The senior at the Portledge School in Locust Valley, N.Y., says many of her peers use hateful vocabulary as generic putdowns without realizing the harm.
"These slurs are used very cruelly, and when I ask people about it they say they are not being anti-gay; they are just substituting the slur to mean 'stupid' or something like that,"" said the 18-year-old, who identifies herself as gay.
Scheinman was among those celebrating Thursday at the approval of a Parent-Teacher Association chapter designed specifically for the needs of gay, lesbian, bisexual and transgender students.
David Kilmnick, executive director of the Long Island GLBT Services Network, said the new organization will lobby for stronger anti-bullying measures that target gays, and seek to have the contributions of gays incorporated into curriculums.

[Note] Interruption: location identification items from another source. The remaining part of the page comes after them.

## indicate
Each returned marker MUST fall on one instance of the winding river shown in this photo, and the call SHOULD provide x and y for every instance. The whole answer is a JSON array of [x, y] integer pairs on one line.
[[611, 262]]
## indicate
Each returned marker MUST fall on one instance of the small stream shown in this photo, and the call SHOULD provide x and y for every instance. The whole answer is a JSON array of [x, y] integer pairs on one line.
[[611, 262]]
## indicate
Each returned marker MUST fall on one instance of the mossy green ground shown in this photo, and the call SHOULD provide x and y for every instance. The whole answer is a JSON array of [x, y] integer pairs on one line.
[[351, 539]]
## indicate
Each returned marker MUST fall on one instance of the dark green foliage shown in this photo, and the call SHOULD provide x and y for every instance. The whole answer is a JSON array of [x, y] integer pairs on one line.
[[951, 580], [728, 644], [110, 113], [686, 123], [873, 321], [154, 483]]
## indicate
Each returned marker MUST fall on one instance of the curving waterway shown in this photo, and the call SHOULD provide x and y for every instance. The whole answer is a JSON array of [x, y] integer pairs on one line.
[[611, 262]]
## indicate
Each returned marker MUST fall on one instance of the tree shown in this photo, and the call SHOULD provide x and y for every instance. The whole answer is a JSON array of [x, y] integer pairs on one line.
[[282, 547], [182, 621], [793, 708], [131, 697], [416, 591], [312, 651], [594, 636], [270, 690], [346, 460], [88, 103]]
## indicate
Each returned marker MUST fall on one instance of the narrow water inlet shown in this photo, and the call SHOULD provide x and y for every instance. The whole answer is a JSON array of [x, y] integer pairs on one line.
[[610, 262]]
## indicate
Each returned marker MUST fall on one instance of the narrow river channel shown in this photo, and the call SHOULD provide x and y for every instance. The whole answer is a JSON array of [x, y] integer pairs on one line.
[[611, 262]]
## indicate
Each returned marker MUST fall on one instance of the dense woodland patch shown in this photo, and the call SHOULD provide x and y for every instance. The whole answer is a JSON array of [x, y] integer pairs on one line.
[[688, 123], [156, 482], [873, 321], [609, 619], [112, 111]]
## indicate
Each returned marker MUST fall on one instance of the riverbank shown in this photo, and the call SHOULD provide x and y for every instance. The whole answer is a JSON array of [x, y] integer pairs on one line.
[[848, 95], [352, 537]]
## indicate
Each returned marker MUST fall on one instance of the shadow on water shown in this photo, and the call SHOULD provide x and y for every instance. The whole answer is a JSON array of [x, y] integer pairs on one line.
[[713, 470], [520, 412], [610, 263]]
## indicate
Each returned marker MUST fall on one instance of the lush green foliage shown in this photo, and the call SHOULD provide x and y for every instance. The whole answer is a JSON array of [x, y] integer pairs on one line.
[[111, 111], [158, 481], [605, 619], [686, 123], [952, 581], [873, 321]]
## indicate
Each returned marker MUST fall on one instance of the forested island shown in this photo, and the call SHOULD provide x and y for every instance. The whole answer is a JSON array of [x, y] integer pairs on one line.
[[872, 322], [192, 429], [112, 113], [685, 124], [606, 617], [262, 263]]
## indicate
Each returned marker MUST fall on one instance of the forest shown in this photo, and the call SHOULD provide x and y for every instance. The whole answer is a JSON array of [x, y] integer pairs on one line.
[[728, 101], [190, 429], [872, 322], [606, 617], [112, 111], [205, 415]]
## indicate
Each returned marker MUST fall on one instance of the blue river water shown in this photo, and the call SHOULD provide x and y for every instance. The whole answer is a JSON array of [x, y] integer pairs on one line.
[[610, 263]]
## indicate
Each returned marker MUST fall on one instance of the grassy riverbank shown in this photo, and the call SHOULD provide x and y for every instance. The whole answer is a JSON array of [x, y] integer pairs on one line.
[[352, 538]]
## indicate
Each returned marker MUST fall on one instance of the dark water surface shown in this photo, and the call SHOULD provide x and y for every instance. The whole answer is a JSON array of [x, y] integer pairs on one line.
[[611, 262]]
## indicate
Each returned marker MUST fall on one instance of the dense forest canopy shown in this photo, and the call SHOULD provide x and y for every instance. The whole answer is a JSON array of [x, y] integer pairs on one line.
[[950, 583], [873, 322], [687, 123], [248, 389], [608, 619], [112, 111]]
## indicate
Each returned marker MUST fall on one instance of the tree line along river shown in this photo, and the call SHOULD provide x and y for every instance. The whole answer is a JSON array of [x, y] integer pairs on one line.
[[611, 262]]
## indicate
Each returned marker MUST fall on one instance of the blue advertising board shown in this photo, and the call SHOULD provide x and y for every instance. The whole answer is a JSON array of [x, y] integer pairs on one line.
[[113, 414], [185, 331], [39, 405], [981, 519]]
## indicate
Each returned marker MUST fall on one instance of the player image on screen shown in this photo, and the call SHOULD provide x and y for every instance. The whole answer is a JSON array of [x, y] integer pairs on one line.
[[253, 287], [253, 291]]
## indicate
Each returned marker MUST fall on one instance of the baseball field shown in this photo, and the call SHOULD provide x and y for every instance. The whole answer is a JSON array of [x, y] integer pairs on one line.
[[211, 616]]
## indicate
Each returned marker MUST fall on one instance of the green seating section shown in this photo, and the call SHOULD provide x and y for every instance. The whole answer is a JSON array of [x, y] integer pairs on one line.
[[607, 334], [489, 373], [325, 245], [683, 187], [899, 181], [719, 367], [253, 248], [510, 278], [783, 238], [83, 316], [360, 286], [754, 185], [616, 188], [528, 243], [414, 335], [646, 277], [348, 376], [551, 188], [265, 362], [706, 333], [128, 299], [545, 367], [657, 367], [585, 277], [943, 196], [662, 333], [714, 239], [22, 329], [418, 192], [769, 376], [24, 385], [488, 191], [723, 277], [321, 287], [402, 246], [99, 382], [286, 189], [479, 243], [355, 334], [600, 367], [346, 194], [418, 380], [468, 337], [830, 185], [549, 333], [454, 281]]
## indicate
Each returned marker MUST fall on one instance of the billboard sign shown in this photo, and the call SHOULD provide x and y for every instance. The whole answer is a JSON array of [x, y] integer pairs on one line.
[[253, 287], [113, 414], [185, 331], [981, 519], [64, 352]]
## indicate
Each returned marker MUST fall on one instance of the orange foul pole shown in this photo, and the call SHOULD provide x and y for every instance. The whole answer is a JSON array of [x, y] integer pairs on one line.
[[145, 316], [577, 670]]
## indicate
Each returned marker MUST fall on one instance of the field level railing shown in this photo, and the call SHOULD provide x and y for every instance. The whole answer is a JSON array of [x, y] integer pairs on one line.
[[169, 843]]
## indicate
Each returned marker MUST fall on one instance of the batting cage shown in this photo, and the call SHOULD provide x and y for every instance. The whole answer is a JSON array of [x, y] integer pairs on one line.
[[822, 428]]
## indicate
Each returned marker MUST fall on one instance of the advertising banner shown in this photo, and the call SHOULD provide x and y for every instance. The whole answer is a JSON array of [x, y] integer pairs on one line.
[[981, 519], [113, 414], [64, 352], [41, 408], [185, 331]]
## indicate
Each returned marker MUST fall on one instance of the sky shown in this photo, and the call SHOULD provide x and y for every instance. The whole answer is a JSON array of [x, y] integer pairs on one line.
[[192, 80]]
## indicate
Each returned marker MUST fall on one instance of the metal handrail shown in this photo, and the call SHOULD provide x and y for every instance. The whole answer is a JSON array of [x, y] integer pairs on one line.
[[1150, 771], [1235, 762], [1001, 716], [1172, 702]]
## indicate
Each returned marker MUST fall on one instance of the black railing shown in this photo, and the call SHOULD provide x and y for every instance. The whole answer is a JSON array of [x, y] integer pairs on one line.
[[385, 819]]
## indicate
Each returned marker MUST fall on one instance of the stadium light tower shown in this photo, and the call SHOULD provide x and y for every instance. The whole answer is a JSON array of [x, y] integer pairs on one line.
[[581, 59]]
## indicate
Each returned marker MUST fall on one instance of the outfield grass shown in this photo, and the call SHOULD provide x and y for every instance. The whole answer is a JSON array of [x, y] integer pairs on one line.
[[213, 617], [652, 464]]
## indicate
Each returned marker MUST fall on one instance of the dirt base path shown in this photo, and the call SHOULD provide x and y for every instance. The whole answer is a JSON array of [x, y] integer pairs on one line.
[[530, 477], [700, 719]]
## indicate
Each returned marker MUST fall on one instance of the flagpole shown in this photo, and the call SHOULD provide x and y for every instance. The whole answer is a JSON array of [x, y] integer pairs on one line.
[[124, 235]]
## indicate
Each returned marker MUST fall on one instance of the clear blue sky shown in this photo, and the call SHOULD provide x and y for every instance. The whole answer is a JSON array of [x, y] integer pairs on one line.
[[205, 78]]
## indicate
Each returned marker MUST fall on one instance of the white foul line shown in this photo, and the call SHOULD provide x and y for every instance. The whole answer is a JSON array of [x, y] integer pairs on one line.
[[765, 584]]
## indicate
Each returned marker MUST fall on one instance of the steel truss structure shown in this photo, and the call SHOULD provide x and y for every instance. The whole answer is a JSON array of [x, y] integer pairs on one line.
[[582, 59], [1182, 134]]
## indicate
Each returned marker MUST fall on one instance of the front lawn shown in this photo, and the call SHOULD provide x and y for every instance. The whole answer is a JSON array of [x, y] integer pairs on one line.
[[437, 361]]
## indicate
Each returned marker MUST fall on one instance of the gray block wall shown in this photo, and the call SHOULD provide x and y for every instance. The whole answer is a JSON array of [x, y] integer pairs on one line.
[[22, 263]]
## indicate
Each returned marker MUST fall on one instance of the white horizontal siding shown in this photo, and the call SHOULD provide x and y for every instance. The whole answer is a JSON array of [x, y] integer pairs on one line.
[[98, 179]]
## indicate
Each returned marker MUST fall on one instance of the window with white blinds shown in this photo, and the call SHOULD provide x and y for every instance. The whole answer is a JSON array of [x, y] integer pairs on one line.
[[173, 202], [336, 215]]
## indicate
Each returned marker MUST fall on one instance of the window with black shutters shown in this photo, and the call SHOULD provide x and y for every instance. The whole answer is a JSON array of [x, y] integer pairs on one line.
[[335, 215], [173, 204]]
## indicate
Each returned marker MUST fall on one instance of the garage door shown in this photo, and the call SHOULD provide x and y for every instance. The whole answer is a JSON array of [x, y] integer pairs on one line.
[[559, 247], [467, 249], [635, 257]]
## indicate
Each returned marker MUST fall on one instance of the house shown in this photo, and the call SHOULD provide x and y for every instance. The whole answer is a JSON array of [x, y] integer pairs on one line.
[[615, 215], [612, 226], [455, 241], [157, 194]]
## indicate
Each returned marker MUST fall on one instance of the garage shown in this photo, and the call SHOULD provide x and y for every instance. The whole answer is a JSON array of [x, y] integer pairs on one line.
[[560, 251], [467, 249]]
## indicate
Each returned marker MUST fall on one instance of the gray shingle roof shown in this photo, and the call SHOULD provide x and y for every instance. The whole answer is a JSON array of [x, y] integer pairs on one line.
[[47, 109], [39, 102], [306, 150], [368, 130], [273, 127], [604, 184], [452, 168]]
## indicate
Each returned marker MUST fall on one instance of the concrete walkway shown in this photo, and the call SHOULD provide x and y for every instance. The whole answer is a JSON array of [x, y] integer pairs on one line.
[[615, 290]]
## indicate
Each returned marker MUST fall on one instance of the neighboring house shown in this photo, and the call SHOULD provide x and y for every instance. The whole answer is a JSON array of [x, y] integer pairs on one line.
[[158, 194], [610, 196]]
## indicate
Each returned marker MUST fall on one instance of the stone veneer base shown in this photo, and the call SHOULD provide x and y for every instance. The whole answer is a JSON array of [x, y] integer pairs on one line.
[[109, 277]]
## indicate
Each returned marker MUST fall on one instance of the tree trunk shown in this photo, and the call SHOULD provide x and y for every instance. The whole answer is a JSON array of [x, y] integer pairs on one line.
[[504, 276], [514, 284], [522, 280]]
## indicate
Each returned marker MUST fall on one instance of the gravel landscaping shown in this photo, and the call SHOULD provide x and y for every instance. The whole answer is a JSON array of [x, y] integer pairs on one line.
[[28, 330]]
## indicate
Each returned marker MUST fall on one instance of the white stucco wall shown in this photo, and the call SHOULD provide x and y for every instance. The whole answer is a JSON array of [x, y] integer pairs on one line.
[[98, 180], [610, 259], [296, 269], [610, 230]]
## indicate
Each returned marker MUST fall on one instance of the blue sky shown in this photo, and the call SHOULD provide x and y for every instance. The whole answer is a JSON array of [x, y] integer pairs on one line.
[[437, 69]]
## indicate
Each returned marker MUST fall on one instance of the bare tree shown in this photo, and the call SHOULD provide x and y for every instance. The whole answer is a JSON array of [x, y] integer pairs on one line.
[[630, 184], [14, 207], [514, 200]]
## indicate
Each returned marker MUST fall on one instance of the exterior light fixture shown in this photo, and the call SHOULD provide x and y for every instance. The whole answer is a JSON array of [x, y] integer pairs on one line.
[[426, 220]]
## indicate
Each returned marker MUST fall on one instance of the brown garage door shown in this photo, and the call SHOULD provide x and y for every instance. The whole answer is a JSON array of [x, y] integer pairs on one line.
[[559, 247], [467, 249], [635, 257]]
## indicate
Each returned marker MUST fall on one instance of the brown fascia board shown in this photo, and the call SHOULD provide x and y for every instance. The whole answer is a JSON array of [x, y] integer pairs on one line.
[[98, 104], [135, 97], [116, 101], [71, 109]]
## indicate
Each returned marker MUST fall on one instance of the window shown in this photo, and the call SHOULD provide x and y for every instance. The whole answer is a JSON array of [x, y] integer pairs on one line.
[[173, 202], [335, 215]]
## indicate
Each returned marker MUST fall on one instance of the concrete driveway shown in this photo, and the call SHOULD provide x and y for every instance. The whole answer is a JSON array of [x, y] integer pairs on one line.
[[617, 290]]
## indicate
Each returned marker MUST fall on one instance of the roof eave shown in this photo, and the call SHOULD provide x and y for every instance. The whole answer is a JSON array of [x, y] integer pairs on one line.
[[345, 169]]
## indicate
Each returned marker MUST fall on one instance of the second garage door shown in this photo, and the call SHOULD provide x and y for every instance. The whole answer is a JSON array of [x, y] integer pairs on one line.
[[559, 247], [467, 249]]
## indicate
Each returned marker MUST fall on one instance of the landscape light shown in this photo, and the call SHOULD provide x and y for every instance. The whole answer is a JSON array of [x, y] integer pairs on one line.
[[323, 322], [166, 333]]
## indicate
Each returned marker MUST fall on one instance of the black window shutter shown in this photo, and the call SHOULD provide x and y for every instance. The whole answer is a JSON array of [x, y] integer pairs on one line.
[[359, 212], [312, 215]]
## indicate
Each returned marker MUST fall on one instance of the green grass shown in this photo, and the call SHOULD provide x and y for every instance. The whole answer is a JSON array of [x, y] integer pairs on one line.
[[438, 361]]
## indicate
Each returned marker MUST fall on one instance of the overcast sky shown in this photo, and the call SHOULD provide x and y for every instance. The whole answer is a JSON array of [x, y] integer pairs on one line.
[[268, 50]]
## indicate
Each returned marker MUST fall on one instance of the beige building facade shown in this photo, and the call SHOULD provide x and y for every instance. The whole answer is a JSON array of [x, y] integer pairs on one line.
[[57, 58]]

"The bullying gay kids face in our schools is at a much higher level; it's really an epidemic," Kilmnick said. "Parents come to us frustrated and want schools to do something. This PTSA is really going to be a lifesaver for those parents and kids. They will now have a vehicle to have their voice heard."
Representatives of the state and national PTA will present organizers with their charter next week. Kilmnick said the group technically will be known as a parent-teacher-student association and will not be affiliated with any particular school district, and plans are for meetings to be held across Long Island. Membership will be open to anyone.
"You don't have to live on Long Island to join. You don't have to be gay or have a kid who is gay," Kilmnick said. "All you have to do is believe in the movement."
Increasingly, school administrators and lawmakers are acknowledging the need to address issues the Long Island PTA group is seeking to remedy.
Last month, the largest school district in Minnesota reached an agreement on a policy barring the harassment and bullying of students who are gay, or perceived to be gay. That followed the suicide of six students in less than two years, some of whom were gay. The new policy requires teachers to foster a respectful learning environment for all students.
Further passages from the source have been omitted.